I closed my eyes and tried to conjure her. I had been haunted by the specter of Hailey Prouix from the moment I discovered her corpse – it had driven me first to exact a punishment from Guy and now, having discovered his innocence, to search for the real killer – but just then, sitting at my desk between calls, I couldn’t see it. The image was blurry. I thought I knew her, we were intimate in more than one way, I thought I knew her, better than her fiancé, I was sure, but now her image was blurry. What was causing the distortion?

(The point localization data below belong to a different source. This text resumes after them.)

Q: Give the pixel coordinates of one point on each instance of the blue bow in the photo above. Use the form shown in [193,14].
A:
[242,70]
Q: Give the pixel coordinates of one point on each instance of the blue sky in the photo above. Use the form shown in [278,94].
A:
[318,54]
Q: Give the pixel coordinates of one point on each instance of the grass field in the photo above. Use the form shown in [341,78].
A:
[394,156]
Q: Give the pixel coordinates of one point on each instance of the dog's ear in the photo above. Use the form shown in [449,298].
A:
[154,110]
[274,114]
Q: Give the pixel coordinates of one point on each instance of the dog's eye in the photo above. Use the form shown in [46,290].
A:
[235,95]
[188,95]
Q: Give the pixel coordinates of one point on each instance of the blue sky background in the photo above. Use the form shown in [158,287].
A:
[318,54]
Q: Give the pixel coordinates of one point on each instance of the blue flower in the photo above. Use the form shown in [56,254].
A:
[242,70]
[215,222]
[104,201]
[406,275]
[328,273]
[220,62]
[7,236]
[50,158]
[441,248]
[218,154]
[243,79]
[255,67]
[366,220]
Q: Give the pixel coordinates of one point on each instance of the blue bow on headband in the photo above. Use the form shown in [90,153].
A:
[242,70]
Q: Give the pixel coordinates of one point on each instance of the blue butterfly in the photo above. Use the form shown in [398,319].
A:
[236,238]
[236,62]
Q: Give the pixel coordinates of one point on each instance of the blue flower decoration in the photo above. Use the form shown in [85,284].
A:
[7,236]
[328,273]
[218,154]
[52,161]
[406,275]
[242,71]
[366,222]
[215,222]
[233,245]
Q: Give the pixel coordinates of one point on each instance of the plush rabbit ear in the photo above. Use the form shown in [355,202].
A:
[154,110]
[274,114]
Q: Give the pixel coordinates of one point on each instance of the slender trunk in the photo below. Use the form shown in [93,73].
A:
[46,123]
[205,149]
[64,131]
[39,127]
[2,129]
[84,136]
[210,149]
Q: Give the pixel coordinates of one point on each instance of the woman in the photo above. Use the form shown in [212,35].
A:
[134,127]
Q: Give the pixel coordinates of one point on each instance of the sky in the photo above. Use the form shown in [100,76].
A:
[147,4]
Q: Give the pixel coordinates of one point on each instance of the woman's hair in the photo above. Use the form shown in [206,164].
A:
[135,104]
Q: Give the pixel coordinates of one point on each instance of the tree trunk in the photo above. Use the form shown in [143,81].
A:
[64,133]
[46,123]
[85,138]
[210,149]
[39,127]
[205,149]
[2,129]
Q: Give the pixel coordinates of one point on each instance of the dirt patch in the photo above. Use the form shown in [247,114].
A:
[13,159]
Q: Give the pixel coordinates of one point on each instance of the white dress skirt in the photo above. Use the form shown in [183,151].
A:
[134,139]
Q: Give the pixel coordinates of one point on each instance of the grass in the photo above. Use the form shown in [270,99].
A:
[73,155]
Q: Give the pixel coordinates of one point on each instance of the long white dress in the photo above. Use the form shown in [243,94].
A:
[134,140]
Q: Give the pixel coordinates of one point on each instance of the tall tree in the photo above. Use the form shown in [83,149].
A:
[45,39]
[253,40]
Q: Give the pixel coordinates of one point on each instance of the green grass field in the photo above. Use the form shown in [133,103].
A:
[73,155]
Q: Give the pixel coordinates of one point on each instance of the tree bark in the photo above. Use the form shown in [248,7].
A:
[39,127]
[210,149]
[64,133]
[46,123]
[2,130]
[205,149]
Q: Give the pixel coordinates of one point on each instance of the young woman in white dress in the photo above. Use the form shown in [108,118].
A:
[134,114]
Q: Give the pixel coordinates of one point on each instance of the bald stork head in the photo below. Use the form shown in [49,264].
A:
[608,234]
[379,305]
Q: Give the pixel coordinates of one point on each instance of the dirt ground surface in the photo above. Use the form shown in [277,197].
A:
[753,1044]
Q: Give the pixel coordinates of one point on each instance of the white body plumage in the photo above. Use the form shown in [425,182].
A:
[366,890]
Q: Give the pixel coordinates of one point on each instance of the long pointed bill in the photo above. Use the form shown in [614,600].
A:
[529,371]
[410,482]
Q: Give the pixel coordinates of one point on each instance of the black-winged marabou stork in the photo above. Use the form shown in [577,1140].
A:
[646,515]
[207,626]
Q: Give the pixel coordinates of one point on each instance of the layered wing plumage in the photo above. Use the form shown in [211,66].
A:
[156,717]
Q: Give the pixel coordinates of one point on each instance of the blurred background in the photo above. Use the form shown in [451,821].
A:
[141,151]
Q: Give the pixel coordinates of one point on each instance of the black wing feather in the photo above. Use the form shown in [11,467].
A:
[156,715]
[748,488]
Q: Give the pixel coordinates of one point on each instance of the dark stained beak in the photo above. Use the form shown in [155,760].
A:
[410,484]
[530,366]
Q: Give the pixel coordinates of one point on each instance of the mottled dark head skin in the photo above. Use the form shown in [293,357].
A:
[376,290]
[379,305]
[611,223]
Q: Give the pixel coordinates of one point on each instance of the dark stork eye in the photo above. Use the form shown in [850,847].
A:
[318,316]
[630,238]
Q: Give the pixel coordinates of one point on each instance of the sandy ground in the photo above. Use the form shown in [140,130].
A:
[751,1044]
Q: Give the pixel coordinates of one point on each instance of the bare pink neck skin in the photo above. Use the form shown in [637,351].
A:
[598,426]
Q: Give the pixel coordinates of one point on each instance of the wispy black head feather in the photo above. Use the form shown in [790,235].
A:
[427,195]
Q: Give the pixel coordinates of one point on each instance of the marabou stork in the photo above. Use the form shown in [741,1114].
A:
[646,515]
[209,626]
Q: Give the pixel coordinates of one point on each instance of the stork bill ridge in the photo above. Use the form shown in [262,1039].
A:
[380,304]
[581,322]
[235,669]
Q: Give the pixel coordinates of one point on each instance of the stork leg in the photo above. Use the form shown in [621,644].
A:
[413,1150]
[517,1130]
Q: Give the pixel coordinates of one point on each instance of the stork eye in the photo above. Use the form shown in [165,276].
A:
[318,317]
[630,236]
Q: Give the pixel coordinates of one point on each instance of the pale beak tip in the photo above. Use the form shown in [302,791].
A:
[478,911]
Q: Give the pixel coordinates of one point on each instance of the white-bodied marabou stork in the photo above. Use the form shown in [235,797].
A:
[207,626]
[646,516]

Every damn thing. From the moment of her death I had been learning more and more about her. Detective Stone had said that of all those who knew her, the words “nice” and “sweet” had never been mentioned. Leila had told of her spitting out the most vile slurs. I always thought she was hard, but that hard? And then a slime like Skink thought he knew her better than I did, and I suspected he was right. Wheels within wheels within wheels. The final twist was Guy’s own story, which showed how she had used Guy for her own corrupt purpose and then, for some other purpose, used me. It was as if whatever I thought I knew about her was shattered by the revelations of a darkness deep within her character that I had never before glimpsed. I closed my eyes and tried to conjure her and failed. Who was Hailey Prouix?